The smiles were huge. The laughs were hearty. Everything was fine.


But I knew our time was ending—I knew that we were done.

This was my transition to the heavens. This was my special fun.


But Ol’ Tone had another trick he held way up on his sleeve.

He wouldn’t let me check-out of Earth. It wasn’t yet time to leave.


“I think we have time for one more cast … as all the show-hosts say!”

“I don’t think we’re leaving here until we seize the day!”


“Make your ‘one more cast’ right up on that bluff.”

“I think you’ll feel that tug of line. It should be enough…”


So I made my last official cast into the lake of my dreams.

It was a special moment. Miraculous, it seems.


My Lord! My pole hit home, as it bent beneath the weight

As something ‘out of this world’ tugged and tried to shake.


I fought it for an hour it seemed—such a wondrous fight!

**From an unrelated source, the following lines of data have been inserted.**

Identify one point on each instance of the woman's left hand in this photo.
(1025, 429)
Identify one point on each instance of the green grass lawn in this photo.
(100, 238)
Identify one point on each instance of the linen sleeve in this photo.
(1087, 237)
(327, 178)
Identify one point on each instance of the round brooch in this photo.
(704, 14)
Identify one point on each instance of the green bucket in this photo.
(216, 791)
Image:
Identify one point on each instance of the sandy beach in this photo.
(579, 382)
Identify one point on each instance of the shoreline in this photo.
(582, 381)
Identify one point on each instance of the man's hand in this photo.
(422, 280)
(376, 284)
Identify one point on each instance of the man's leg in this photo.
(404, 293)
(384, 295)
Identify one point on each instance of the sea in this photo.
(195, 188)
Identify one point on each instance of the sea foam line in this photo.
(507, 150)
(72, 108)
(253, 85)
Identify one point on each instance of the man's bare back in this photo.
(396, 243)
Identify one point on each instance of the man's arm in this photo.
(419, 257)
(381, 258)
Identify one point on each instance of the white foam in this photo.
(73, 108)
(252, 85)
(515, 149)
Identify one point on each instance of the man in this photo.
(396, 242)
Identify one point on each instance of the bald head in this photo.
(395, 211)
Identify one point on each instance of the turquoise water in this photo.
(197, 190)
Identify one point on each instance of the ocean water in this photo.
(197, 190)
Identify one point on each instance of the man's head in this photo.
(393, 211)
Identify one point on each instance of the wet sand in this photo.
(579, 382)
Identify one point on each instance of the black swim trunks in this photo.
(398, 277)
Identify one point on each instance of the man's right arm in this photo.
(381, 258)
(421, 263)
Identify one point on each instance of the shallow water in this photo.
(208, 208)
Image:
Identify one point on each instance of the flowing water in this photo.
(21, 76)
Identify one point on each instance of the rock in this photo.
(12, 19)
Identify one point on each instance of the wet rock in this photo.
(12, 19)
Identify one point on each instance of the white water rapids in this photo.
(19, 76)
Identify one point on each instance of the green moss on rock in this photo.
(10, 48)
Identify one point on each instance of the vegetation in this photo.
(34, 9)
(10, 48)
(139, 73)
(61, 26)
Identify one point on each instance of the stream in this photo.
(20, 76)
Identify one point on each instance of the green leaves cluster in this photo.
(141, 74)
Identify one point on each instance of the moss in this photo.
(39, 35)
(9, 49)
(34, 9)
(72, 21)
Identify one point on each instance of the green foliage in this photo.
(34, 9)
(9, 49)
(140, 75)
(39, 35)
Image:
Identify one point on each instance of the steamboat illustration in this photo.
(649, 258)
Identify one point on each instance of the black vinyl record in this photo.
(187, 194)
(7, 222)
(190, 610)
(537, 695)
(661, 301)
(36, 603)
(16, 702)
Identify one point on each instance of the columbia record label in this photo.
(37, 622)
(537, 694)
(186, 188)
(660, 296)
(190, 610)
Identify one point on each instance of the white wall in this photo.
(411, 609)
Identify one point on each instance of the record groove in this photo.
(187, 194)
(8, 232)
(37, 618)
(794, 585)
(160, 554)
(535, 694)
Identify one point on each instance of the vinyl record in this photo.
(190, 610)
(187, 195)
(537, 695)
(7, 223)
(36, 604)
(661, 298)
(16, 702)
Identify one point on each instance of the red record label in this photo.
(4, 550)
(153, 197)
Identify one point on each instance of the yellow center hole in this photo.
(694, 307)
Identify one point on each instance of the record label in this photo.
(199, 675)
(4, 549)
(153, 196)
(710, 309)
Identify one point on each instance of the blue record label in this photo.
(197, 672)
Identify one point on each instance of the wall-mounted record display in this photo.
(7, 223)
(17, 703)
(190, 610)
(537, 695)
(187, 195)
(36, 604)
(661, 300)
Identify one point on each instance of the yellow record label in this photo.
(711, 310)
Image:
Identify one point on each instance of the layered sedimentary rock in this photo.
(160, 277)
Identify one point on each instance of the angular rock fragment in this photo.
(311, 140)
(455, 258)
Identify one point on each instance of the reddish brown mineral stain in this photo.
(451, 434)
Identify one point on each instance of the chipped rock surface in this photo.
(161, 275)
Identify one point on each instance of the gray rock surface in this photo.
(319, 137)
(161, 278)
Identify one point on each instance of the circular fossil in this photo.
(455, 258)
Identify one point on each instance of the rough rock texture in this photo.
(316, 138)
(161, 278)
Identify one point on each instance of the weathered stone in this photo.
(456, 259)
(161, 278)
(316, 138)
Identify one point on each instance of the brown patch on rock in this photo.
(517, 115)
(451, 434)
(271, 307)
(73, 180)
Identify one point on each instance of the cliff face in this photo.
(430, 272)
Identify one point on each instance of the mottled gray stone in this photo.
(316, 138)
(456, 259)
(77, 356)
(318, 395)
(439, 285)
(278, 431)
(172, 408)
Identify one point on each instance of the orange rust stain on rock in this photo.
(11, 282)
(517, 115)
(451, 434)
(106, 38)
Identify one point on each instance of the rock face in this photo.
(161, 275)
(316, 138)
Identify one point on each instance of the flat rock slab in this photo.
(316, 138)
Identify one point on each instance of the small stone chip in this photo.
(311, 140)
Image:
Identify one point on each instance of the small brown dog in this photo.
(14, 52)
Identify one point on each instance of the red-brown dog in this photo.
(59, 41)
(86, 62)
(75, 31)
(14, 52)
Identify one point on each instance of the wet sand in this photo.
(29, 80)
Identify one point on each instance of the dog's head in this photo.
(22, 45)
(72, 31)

Before I pulled her close to the boat, it was nearly night!


Her golden hues sparkled. Her scales twinkled with a joyous feel.

Such a magnificent creature has never blessed a reel!


No bass was ever bigger. Not even ol’ D.L. Hayes’.

This thing could eat my LEG in several different ways!


But we didn’t net that golden fish—me and my tour guide.

We watched her clear lake-surface like it was the Great Divide!


She gave us one last look as she sailed into the blue.

She splashed us with a flip of her tail, and shook a time or two.


But my line went slack … and so did my mind! I lost the catch of a lifetime!

But Tony shook his ol’ gray head. “You know … she’s yours and mine…”


So soon I was back upon my pier, remembering all I’d seen.

I was only sharing time … with the Ghost of Tony Bean.


I’ll never “lifely" wet a line with him. No more will I grasp his hand.

But I’ll sleep such better knowing … he’s in MY promised land.


I guess I’ll never really know just how it all pans out.

But dreamily I’ll remember—when I caught “The Last Smallmouth”.